The police millage would be used to support a hiring plan aimed at getting the force up to 1,600 officers by 2020 and slashing the department’s dismally long response times.
“We’re asking the public to pay for what they demanded,” Landrieu said, referring to adding hundreds of additional officers to the Police Department. “On top of that, we’re asking the public to do what they said they wanted to do, which is pay the firefighters what we owed them.”
Several business groups and public employee unions have endorsed the tax increases, while no organized opposition has yet emerged.
The administration’s argument for the fire millage is relatively straightforward, even if the route the city took to get to this point is a convoluted history involving decades of legal clashes between the firefighters union and various city administrations over pay and a more recent dispute over the way the department’s pension system is run.
The second case began under the Landrieu administration, which reduced the city’s payments into the firefighters pension system. Administration officials said the system needed to be reformed, pointing to its dismal track record on investments and what they argued were overly generous policies for calculating retirement benefits.
Despite court orders demanding the city pay both the back pay and the retirement contributions, which at one point resulted in Landrieu being held in contempt of court and nearly placed under house arrest, the administration held off on paying up until a deal could be reached to settle both issues. It was able to do so because state courts cannot force a city to pay legal judgments.
The settlement required the city to pay the $75 million it owes to the firefighters in back pay and also to pledge to put enough money into the pension system each year to guarantee retirees their benefits.
The administration got concessions on how the pension system is handled, including changes that will make benefits accrue more slowly, push back the retirement age from 50 to 10 years less than that required by Social Security and make changes to how benefits are calculated and investment decisions are made. The administration predicts those changes will save the city $275 million in payments over the next 30 years.
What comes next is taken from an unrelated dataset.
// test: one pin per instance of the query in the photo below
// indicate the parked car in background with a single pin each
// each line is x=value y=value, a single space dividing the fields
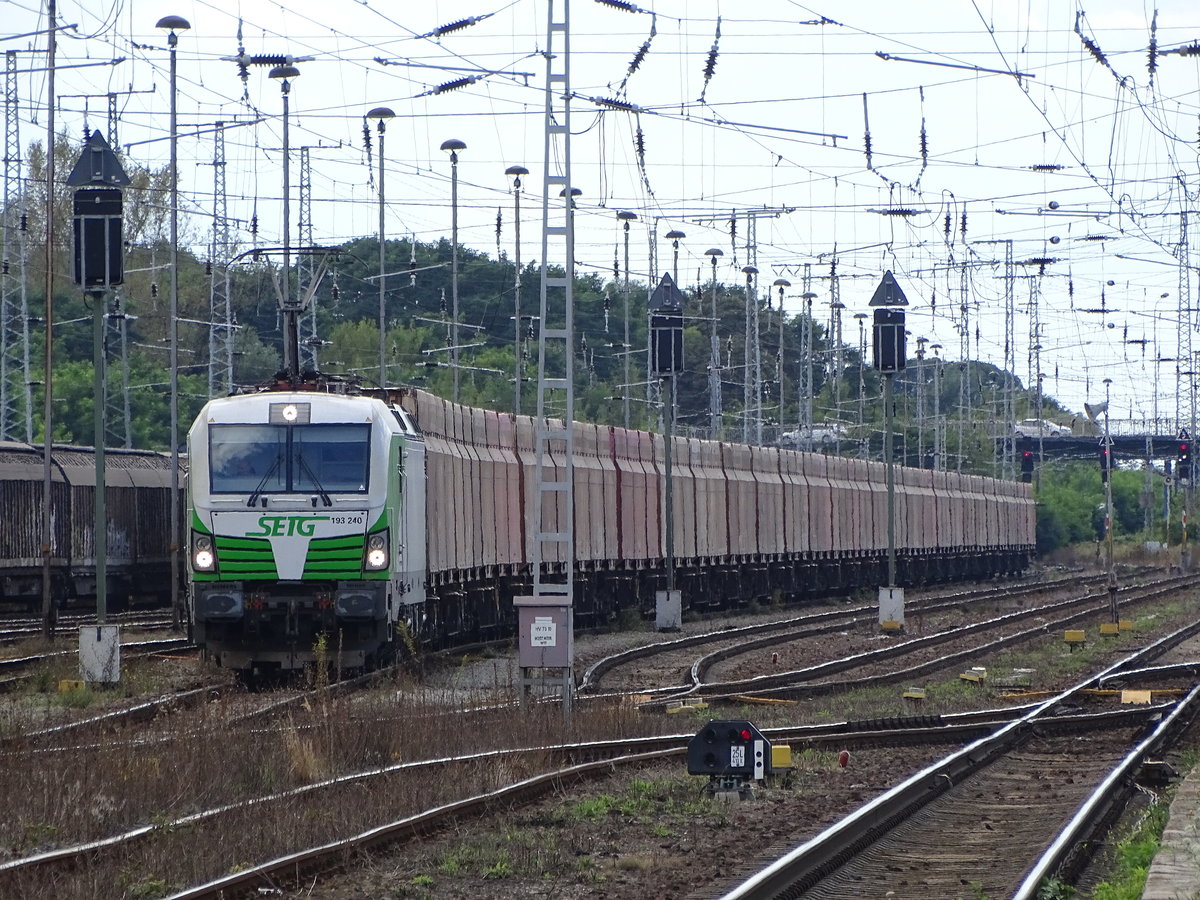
x=819 y=436
x=1041 y=429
If the millage measure fails next month, the city will still be on the hook for the firefighters’ back pay and for funding their pension system. But both the city budget and the firefighters themselves would feel the crunch.
Without the extra money, the city would take more than twice as long to pay the $75 million and would have to keep cutting checks for about 30 years. That money, as well as the additional funds needed to ensure the pension system is properly funded, would have to come out of the city’s general budget, meaning less money would be available for other services.
In addition to Landrieu and the firefighters, the millage increases have been endorsed by other labor unions, the nonpartisan Bureau of Governmental Research and two high-profile business groups, Greater New Orleans Inc. and the Business Council of New Orleans and the River Region. The latter was heavily involved in the negotiations over the firefighters settlement.